Senate Minority Leader Kevin Kelly of Stratford describes the TCI as a "gas tax" at a press conference last year. Stephen Busemeyer

People grieve in many ways. But it’s unfortunate that State Rep. Christine Palm used ad hominem attacks last week while relitigating one of 2021’s top policy fights, when her colleagues in the Connecticut General Assembly rejected the Transportation and Climate Initiative (TCI).

Representative Palm owes the professionals who work for me at Yankee Institute an apology. As the record reflects, they have been repeatedly proven correct.

TCI was essentially a plan to force fuel companies to buy one of a limited number of permission slips before they could sell a gallon of gasoline or diesel fuel into Connecticut, Massachusetts or Rhode Island. Its goal was to raise money under the auspices that the resulting increased gas prices would depress demand for fuel and reduce carbon emissions in the process.

Carol Platt Liebau

New York, New Jersey, Maine, and other early TCI supporters declined to join when the program began firming up in late 2020. After the General Assembly adjourned last summer without voting on a bill that would commit Connecticut to TCI regardless of who was governor, the state’s TCI partners— Massachusetts and Rhode Island—pulled out.

Connecticut already has New England’s highest gas tax — and TCI would have added to it. Yankee Institute warned, among other things, that based on the program’s own definition of success, TCI would have to drive gas prices far higher than the 5 cents, or 9 cents, or other amount supporters insisted it would add to the cost of a gallon of fuel.

Gas demand is notoriously inelastic. People tend to keep paying higher prices rather than reduce their consumption—meaning any plan that actually succeeded in forcing them to use less fuel would have to inflict extreme pain at the pump.

Recent events have proven just that. Gas prices across New England in December averaged 54 percent above their prior-year levels—and drivers bought about 7 percent more gasoline, as the economic recovery boosted demand more than higher prices suppressed it. Looking back further, gasoline prices nearly doubled between 2003 and 2007 while the amount sold in the region ticked down just 4 percent. TCI’s remaining fans lament that the price of fuel isn’t higher yet—and remain in denial about how TCI was more effectively tailored toward raising revenues than curbing carbon emissions.

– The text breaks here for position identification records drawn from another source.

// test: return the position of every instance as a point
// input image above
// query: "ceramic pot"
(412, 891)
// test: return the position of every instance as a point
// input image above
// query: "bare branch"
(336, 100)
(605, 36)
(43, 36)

Proponents last year oscillated between insisting they could hike prices enough to deter driving, swearing that the cost wouldn’t be substantial, and ginning up support by saying how much cash it would raise. TCI was simultaneously a plan to induce a massive behavior change, as well as a barely noticeable price increase, and predicated on the idea that Hartford needed more cash.

As Representative Palm herself acknowledges, TCI backers were lowballing the costs for a typical household (even accepting the premise that the per-gallon cost would be small). At another point, backers claimed hundreds of millions of dollars from TCI would flow into the state’s constitutionally protected gas-tax lockbox—until Yankee Institute pointed to the language in the law and the state constitution proving it wouldn’t.

If TCI were indeed going to be painless, its framing as an effective climate policy was wholly misleading. If it wasn’t about raising cash for politicians to dish out, why not trim another tax to offset the added money coming out of Connecticut’s wallets?

Yankee Institute drew a red line years ago about policies that drive up the cost of living and doing business in Connecticut. Since the Great Recession, our state has been stuck in a self-defeating cycle. Hartford’s tax and regulatory policy choices have stifled growth and caused tax receipts to come in below expectations. TCI, like Governor Lamont’s proposal to charge tolls on state highways, was built on the premise that the state’s spending practices should more or less escape scrutiny and that policymakers should be looking for more revenue—to which Yankee Institute said, “Not one cent more!

If that position strikes you as unreasonable, please consider the state’s economic picture. Connecticut failed to add private-sector jobs in the three years before the pandemic; several iconic Connecticut employers have moved their headquarters to other states; our population barely changed in the last census because people were leaving for other states faster than they moved here; and Massachusetts is poised to overtake us as the country’s wealthiest state.

Yankee Institute’s mission is to ensure every man, woman, and child in Connecticut has the opportunity to succeed. That means challenging decades of bad policy decisions, by Republicans and Democrats alike, that placed our state on a trajectory of decline and pushing back against any new ones. TCI involved unilaterally imposing a burden on Connecticut residents that would be more appropriately considered at the federal level—and that truckers would dodge by fueling up in Newburgh and Portsmouth.

I won’t answer each of the misrepresentations and innuendos Rep.e Palm made in her article, which was heavy on Donald Trump references and light on data. But I must single out her derogation of a capable investigative reporter, Marc Fitch, whose thorough fact-check of her TCI cost claims led her to ridicule him for writing a book examining the psychology behind Americans’ susceptibility to superstitions such as Bigfoot.

Here’s hoping Marc’s next edition has a chapter explaining the people who think Connecticut needs another tax.

Carol Platt Liebau is the President of Yankee Institute.